The Pensions Regulator (TPR) said it is evolving its supervision of master trusts to focus on investments, data quality and standards, and innovation at retirement.
Neil Bull, TPR’s executive director of market oversight, told an audience of master trust chairs of trustees, trustees, scheme strategists and scheme funders at a regulator’s event that the move would see master trusts become the “gold standard for pension provision”.
Bull added that value has to be the “guiding light” for all that the regulator does. He said: “For our engagement with master trusts that means a focus on investments, a focus on data quality and standards. And a focus on innovation at retirement.”
He explained that the shift follows the success of the master trust authorisation and supervisory regime, which resulted in high levels of governance and administration for master trusts.
Bull added that he wanted master trusts to see their relationship with the regulator as a partnership, which “mitigates harms, identifies opportunities for savers and delivers value”.

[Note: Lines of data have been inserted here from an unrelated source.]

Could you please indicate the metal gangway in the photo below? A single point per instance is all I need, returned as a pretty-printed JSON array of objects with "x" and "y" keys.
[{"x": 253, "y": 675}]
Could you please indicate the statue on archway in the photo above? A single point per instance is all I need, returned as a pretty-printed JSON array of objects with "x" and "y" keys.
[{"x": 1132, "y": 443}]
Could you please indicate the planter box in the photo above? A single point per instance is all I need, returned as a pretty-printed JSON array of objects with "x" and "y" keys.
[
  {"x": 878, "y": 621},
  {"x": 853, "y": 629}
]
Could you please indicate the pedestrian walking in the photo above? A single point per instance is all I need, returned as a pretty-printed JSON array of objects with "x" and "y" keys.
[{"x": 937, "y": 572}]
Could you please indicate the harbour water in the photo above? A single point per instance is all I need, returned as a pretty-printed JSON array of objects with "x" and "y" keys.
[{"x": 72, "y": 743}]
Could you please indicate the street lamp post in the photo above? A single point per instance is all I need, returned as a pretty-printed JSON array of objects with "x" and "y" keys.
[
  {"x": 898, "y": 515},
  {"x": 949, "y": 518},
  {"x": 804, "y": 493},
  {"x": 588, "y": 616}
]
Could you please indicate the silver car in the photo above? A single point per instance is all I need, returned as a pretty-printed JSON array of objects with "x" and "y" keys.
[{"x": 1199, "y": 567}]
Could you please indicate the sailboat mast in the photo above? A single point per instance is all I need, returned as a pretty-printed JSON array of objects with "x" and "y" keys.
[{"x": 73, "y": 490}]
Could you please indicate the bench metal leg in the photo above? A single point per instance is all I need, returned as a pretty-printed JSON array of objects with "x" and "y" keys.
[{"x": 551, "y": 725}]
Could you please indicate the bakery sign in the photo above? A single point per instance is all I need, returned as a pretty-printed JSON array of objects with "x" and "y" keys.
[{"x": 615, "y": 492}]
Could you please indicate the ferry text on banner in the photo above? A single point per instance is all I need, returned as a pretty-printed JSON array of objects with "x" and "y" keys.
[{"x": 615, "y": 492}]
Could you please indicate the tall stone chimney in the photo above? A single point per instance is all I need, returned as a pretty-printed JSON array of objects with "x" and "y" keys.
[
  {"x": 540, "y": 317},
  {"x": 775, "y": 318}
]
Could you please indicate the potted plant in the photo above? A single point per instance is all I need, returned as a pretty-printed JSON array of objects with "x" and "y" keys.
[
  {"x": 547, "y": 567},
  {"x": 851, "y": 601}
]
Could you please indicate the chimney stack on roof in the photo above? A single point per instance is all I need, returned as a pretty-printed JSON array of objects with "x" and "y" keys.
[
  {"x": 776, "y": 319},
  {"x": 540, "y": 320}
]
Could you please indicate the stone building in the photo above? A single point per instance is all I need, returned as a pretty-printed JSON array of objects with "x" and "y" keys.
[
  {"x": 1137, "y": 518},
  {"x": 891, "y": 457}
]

He also called on master trusts to candidly share their thoughts so TPR can explore their concerns and build sophisticated evidence bases to “understand the bigger picture”.

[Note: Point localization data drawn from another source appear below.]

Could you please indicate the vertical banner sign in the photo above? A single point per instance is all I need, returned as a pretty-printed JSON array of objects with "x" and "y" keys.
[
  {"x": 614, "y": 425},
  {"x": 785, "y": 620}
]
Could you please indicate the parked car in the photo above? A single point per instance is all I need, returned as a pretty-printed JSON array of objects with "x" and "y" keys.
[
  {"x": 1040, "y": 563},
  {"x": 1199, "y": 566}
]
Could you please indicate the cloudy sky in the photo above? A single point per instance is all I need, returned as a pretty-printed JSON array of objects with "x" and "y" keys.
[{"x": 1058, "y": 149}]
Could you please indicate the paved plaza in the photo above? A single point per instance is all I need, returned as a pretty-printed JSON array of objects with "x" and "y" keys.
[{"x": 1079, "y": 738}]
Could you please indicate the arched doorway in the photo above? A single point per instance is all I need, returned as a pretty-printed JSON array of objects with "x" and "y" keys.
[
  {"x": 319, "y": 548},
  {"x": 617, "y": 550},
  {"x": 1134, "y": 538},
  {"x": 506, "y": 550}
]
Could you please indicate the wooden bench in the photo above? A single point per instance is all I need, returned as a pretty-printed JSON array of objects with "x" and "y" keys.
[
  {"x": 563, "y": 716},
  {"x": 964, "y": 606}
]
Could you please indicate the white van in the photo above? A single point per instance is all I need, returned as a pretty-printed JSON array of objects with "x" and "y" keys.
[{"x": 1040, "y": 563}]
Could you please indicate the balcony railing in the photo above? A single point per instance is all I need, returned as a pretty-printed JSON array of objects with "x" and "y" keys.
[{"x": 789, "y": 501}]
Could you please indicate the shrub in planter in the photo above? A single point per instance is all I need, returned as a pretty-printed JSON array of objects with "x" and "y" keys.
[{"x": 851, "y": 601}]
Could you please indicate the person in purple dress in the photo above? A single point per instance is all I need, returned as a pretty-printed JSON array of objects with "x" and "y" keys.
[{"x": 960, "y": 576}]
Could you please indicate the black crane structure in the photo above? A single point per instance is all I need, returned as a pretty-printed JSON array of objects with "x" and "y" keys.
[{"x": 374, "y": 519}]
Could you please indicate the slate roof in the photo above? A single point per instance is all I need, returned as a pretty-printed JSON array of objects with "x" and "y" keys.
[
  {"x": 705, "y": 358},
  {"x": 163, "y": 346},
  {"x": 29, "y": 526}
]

Bull added that many master trusts will have already seen a difference in how TPR engages with them on investments. This includes expert-to-expert conversations where a multi-disciplinary team from TPR engages with a master trust’s investment and strategic experts as well as its trustees.
As part of the new supervisory approach to master trusts, Bull said the regulator will probe and challenge more on how a master trust’s approach to investments delivers for savers as well as investigate how a master trust is seeking the best possible long-term risk-adjusted returns.
TPR will also look more broadly at master trust investment governance practice and investment decision-making and request deep dives into the systems and processes of master trusts.
Bull said: “Our visits need not be cause for concern but seen instead as a learning opportunity for us both. This will mirror the activity we see in the private sector when master trusts showcase their offer to employers explaining their operations.”